Por apresentar sintomas semelhantes a outras doenças transmitidas pelo mosquito Aedes aegypti, entre elas chikungunya, dengue e zika, a febre amarela não é uma arbovirose de fácil diagnóstico. Para superar essa dificuldade e agilizar o tratamento adequado, pesquisadores brasileiros e britânicos desenvolveram um biossensor eletroquímico capaz de detectar a infecção, com um bônus: é construído a partir de cápsulas de café recicladas, material que o torna mais sustentável e ajuda a reduzir seu custo.
Manufaturado em impressora 3D comum, o sensor miniaturizado cumpre ainda os critérios para testes diagnósticos em locais remotos ou com poucos recursos estabelecidos pela Organização Mundial da Saúde (OMS): acessibilidade, sensibilidade, especificidade, facilidade de uso, rapidez e robustez, sendo livre de equipamentos e facilmente distribuível aos usuários finais.
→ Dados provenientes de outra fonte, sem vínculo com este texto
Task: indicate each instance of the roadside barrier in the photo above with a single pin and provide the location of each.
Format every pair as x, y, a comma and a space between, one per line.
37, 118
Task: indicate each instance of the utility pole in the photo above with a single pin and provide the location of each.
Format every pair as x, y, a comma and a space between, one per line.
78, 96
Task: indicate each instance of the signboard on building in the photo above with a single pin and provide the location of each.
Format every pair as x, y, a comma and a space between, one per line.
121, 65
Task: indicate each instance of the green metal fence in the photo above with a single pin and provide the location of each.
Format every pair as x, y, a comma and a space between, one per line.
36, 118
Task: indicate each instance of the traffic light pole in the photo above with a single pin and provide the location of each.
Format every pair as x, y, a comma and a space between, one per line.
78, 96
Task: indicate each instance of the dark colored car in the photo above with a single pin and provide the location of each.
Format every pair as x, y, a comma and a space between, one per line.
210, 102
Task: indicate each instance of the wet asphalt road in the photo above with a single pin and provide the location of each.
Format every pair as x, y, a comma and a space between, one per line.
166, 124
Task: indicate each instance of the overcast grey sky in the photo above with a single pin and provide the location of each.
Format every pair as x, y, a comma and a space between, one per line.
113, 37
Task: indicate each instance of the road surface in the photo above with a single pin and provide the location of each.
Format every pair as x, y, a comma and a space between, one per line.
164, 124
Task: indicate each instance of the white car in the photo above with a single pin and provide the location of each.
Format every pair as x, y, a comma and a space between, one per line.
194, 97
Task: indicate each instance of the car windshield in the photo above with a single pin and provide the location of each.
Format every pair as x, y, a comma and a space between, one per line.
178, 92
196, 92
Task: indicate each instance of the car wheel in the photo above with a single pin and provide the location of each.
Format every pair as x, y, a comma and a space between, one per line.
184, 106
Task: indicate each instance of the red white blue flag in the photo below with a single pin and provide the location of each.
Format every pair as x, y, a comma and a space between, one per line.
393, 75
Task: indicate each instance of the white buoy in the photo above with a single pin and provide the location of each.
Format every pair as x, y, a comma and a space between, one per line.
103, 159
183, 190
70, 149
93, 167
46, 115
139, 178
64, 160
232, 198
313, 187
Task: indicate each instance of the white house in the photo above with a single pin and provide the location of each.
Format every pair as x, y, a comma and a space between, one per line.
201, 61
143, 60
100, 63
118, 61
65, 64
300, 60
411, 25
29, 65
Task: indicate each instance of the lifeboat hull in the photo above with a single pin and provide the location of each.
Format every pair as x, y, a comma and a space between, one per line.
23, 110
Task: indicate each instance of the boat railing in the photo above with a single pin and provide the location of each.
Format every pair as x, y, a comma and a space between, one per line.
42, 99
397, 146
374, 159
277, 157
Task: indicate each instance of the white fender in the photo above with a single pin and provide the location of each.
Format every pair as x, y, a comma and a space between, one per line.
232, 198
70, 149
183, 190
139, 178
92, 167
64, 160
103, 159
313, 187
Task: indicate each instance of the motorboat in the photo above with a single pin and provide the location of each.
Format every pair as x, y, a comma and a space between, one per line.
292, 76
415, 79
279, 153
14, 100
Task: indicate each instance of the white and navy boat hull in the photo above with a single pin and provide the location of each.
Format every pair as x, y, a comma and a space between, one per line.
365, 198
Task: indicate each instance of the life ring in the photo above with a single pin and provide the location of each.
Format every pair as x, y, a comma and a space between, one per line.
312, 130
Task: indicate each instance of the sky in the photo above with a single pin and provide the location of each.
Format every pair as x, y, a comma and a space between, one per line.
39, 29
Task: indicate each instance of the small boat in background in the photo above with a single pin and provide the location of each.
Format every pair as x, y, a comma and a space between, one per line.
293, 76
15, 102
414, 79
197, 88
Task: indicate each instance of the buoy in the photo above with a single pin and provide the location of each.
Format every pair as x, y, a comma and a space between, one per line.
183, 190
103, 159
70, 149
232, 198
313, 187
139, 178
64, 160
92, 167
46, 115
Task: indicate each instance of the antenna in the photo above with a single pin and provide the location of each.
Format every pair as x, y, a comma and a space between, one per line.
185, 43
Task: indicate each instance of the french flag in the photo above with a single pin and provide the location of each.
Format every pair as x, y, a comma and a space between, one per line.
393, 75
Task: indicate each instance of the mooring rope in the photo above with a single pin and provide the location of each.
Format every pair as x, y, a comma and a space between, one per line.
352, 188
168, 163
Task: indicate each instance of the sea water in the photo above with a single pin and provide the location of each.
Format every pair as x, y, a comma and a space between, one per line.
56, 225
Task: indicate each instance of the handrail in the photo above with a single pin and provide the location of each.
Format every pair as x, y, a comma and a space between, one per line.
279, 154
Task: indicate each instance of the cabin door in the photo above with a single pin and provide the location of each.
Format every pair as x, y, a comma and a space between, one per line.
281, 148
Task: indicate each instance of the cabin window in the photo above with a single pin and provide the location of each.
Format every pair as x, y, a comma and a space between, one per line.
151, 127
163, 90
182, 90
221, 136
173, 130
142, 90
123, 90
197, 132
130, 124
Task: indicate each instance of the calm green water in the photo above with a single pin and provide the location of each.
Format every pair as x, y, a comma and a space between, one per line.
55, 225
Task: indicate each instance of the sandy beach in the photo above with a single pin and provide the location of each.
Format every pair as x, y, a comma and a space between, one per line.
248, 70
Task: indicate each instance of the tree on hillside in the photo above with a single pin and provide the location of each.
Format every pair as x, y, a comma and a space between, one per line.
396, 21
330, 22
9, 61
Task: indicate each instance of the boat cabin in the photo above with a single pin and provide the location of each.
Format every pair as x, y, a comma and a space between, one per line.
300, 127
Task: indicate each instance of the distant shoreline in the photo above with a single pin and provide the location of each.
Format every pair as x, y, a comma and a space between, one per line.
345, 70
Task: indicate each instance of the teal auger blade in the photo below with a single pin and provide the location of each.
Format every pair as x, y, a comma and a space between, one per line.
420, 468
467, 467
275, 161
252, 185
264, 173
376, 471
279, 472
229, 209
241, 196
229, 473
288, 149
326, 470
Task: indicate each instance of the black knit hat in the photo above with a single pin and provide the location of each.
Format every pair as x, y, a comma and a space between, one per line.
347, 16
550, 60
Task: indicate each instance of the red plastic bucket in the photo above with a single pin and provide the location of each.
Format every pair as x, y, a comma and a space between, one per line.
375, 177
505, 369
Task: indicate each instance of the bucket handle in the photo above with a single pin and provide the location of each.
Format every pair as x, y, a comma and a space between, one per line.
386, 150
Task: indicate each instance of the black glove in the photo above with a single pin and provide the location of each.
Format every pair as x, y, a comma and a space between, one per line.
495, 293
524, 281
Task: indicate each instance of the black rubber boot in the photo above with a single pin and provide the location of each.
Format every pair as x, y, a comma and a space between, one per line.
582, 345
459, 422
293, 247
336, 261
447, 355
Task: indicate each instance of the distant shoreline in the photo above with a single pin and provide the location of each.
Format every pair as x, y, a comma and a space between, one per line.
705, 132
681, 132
Os detalhes do dispositivo foram descritos no periódico Chemical Engineering Journal.
“Sensores miniaturizados como este poderiam ser facilmente transportados a regiões ou comunidades remotas, onde a febre amarela é mais comum”, diz Cristiane Kalinke, pós-doutoranda no Instituto de Química da Universidade Estadual de Campinas (IQ-Unicamp), pesquisadora visitante na Universidade Metropolitana de Manchester (Reino Unido) e primeira autora do artigo. “Isso é especialmente importante no caso de doenças comuns em países tropicais e consideradas negligenciadas, que carecem tanto de estratégias de prevenção quanto de tratamento.”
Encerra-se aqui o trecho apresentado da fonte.